The Holy Spirit is wonderful, powerful, and mysterious in his work, but given the hardness of the human heart and the distractions of Alaska’s bounty, I often wonder how much the Holy Spirit was able to accomplish. Korean food such as Kim Chee, Chop Chey, and Burlgoki, on the other hand, were probably the glue that held these two struggling Christian communities together. And maybe, given the hardness of our hearts, that is where the Holy Spirit chose to dwell—in all that indescribably marvelous Korean food for which we all set aside our differences once a month so that we could come from East and West and sit at Table, far short of the Kingdom of God, but at least in feeble demonstration of the community that we mostly desired for the Delta Presbyterians.
Korean food is one of the true blessings of the Delta church. The mix of spices and flavors is magical for those of us not accustomed to their food. The Koreans hosted an annual fund raising dinner in connection with the local Festival of Lights. For four hours every year they dished up food and cleared tables while more people than one ever thought lived in Delta Junction crowded the doors to get this annual treat.
The Presbyterians got to eat it once a month at our church fellowship dinners. And wonderfully eclectic dinners they were. Someone always brought salmon. Often there was halibut. Frequently there was other wild meat, mostly moose, occasionally buffalo, and once we were even treated to mountain sheep. For those not quite that adventurous there was always some sort of macaroni casserole and Jello. (We invited the Lutherans, after all, and that seems to be what Lutherans eat.) I never did figure out the ins and outs of identifying Korean food. Some wouldn’t eat it at all because of the variety of ingredients—wild mushrooms, seaweed, tiny, salty, and flavor-packed fishes of various sorts. I found it consistently wonderful. They could even turn tofu—possibly the most boring food in the world—into a taste sensation.
Of course, American food was as mysterious to many of the Koreans as Korean food was to us. We occasionally had picnics in the front yard with Rev. Lee and his family. (Such activities largely depended on the mosquitoes and the wind.) One day Mrs. Lee proudly presented an exotic experimental dessert that she wanted us to try. She was bursting with pride as she offered her strange, never-before-tried-in-her-kitchen experiment: sugar cookies. And she did a good job., although the process was as foreign to her as making kim chee was to us. Chris had once been to their house on pizza night. They tried their best to be American, so they had pizza. Being thoroughly Korean, it was laced with kim chee. But the sugar cookies were a grand and successful experiment in cooking foreign food.

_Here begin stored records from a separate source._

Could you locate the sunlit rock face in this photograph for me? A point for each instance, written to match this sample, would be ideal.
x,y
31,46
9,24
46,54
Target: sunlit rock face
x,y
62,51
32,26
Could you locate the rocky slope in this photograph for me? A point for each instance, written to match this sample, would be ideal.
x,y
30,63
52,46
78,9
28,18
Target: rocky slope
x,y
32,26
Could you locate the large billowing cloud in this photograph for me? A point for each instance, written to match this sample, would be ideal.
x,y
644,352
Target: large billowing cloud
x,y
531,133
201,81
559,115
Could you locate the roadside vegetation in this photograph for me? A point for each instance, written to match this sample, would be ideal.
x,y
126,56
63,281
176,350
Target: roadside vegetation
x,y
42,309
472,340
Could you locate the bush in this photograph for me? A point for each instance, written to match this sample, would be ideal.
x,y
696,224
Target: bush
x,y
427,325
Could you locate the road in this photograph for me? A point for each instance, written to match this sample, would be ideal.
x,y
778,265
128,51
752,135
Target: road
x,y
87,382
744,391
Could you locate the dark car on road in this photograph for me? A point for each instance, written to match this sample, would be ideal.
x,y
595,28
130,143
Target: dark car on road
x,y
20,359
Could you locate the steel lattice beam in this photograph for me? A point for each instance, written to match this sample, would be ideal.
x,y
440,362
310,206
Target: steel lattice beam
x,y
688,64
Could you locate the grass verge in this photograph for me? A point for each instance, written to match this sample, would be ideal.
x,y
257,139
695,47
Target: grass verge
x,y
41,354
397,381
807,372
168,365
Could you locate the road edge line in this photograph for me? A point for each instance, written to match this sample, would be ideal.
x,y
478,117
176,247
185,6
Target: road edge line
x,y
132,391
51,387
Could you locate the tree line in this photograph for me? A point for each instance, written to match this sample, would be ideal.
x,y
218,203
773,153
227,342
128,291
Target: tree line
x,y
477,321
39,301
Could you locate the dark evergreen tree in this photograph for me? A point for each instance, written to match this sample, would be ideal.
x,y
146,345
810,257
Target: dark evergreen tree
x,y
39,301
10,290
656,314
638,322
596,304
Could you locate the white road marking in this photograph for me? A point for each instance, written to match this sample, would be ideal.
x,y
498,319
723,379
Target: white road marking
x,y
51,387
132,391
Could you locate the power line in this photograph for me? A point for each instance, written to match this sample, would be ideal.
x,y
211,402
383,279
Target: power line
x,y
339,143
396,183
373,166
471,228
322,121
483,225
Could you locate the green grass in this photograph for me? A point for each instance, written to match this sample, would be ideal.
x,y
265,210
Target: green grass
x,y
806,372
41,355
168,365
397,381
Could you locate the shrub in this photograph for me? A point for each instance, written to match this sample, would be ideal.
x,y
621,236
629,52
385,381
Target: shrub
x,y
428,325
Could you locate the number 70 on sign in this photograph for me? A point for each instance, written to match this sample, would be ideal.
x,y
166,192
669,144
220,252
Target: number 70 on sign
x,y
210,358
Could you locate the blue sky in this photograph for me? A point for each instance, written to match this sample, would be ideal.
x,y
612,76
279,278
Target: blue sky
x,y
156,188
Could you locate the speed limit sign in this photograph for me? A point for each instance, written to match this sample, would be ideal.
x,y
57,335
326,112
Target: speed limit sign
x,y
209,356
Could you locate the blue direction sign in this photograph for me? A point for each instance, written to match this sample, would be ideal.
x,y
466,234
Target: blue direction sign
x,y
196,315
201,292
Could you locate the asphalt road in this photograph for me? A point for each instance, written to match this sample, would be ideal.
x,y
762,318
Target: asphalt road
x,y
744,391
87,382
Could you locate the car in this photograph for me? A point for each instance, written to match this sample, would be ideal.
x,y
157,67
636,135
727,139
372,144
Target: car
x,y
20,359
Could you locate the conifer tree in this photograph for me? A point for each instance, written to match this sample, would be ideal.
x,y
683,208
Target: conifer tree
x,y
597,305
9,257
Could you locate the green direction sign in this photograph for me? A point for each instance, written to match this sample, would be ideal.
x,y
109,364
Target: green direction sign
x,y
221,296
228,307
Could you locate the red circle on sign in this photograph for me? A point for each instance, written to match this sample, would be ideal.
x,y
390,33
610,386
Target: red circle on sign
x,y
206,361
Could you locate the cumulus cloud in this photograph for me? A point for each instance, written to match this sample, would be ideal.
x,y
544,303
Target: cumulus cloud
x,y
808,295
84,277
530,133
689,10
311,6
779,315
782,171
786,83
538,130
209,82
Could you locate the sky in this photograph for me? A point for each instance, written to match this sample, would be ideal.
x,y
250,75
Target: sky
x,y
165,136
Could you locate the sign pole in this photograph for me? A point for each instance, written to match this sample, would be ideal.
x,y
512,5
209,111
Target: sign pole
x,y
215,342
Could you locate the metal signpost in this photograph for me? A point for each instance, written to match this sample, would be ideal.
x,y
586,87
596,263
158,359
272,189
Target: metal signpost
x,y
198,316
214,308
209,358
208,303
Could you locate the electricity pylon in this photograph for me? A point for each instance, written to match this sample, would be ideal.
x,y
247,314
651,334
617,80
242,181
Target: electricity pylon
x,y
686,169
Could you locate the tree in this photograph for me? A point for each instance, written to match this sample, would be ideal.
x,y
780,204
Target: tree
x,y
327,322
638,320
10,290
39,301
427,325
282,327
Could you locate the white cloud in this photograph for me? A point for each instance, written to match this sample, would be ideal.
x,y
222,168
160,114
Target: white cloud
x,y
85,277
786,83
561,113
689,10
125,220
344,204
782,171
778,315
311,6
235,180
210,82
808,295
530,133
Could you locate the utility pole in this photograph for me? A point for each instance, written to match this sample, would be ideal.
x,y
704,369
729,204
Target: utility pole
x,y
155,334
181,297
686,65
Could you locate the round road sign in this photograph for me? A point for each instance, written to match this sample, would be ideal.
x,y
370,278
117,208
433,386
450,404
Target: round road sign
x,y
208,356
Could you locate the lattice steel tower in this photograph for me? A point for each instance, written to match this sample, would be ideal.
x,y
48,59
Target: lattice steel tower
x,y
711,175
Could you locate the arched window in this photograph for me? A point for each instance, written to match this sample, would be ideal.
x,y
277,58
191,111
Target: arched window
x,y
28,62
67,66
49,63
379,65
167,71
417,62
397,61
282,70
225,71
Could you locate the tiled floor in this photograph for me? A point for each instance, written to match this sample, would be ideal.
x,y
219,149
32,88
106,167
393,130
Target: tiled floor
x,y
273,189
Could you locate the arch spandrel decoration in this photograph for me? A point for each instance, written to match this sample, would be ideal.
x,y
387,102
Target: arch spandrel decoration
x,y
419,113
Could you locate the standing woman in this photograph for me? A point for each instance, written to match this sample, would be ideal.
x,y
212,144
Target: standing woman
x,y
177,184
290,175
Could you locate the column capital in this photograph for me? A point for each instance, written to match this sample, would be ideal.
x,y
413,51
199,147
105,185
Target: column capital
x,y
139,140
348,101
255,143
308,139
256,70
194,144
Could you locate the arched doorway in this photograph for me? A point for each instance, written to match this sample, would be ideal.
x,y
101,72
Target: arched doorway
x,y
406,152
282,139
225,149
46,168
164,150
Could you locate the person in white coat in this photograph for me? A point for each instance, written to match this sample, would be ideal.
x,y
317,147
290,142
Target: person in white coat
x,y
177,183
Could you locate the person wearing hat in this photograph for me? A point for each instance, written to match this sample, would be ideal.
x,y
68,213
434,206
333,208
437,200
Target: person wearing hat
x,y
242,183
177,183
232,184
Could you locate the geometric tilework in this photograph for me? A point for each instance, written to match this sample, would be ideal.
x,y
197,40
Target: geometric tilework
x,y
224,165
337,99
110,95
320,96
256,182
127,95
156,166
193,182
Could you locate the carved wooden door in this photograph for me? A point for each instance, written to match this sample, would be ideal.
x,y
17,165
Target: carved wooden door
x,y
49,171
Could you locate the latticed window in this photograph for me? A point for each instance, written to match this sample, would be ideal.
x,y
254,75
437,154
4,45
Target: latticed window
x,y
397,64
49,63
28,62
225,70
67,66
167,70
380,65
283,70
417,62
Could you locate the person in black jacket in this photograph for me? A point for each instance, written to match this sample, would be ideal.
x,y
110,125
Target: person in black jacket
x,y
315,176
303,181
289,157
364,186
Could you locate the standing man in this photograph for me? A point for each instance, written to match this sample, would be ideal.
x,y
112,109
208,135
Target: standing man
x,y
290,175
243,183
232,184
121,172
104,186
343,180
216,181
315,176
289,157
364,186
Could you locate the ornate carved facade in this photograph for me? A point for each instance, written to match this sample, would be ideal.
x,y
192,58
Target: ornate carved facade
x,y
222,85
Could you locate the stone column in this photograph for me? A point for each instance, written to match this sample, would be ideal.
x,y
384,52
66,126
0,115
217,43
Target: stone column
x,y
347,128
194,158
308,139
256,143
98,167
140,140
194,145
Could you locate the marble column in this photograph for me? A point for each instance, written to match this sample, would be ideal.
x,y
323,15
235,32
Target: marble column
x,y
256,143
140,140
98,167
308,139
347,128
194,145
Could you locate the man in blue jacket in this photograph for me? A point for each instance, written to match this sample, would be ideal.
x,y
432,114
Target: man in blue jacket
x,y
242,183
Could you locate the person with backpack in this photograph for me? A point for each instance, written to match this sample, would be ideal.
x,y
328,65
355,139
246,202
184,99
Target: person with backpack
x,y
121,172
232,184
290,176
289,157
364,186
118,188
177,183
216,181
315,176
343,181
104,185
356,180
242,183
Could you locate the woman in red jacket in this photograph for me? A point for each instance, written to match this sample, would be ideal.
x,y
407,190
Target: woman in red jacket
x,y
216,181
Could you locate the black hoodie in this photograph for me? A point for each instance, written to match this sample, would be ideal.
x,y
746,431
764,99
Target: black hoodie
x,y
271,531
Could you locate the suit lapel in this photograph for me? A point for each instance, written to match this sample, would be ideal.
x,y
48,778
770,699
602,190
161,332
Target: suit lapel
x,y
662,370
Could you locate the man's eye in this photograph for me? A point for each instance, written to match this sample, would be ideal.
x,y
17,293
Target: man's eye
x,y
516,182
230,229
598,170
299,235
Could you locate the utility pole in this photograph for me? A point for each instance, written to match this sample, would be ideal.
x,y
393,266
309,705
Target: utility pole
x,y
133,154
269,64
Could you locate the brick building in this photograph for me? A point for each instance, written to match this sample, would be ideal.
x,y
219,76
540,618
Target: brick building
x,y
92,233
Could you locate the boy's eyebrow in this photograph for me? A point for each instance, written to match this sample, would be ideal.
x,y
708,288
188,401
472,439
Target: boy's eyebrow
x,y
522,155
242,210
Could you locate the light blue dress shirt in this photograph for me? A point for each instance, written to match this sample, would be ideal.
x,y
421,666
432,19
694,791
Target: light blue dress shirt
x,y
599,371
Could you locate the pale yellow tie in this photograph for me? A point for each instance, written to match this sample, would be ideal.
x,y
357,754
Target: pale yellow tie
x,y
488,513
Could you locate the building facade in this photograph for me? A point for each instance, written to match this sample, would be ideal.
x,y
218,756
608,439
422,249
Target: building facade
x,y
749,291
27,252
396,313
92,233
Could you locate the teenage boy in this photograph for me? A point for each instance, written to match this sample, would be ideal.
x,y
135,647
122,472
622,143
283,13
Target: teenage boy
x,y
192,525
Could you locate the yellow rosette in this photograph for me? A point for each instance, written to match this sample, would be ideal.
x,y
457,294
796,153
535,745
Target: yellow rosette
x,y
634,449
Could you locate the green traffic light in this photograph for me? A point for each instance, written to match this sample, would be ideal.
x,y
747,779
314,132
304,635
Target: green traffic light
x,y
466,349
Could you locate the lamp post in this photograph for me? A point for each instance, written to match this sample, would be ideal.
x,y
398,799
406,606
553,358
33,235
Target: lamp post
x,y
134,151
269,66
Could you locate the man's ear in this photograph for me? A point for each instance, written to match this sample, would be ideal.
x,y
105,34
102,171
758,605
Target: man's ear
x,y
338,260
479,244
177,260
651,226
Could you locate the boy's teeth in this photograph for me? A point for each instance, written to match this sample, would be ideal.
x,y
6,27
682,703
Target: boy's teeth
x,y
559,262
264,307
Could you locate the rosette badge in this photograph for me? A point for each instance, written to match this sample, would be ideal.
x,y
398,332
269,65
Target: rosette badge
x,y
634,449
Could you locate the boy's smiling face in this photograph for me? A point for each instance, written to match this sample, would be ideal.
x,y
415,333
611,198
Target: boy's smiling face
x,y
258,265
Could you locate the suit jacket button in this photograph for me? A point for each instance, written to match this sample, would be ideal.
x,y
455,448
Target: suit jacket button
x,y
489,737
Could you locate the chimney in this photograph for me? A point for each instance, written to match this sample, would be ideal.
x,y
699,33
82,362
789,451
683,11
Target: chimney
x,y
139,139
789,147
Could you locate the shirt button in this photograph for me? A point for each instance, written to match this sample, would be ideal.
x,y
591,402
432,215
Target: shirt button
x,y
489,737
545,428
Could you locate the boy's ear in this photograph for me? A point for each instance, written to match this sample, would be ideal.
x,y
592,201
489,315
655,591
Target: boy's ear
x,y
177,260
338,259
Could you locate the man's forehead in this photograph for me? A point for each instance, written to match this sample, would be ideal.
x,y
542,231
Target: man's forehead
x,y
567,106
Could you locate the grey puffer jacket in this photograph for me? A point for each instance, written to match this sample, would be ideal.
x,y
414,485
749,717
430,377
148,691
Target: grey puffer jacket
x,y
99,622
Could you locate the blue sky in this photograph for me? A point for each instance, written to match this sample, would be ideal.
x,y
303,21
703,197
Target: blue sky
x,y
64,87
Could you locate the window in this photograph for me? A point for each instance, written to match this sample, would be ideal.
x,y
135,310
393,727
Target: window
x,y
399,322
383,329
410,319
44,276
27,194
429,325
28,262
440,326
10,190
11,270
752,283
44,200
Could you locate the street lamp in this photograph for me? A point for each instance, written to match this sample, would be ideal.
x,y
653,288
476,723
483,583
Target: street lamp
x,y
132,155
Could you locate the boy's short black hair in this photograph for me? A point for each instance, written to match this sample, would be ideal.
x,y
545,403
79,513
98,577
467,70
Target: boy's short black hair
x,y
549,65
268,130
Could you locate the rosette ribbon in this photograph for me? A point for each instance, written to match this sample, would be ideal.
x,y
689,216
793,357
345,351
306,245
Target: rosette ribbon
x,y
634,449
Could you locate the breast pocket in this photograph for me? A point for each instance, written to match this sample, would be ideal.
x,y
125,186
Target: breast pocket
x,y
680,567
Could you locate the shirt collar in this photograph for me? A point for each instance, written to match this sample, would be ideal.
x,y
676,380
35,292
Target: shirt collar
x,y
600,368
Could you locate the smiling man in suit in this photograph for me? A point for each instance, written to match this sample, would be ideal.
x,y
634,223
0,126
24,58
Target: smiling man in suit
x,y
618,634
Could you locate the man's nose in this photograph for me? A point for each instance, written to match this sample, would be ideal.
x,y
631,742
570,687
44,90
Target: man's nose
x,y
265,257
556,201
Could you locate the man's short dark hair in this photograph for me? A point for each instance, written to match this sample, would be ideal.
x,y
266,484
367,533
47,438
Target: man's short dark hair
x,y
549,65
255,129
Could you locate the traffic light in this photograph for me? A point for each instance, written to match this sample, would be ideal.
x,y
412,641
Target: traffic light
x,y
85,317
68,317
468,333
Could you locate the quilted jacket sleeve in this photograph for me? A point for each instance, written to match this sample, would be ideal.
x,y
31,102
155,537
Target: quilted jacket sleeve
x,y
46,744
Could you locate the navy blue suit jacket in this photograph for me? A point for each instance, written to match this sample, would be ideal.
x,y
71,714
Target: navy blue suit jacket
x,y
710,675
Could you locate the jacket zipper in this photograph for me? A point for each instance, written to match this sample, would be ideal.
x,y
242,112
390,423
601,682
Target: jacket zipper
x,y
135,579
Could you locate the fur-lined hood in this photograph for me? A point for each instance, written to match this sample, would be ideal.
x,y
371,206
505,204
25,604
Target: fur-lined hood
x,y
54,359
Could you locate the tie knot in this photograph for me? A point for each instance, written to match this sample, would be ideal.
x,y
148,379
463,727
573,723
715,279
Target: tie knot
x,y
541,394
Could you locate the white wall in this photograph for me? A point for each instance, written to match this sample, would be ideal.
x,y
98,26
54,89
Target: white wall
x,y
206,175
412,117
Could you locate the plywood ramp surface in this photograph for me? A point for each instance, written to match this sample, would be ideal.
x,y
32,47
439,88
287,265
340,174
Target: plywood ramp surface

Sugar cookies: That was the heart of the success we did have in bridging East and West to the church in Delta Junction. What the Anglos desired was to be able to create a great Korean feast. What the Koreans desired was to be able to create a great American feast. What the churches mostly desired was some grand feast of kingdom unity. Such visions of instantaneous success were failures. But when we stuck with sugar cookies, everything turned out fine.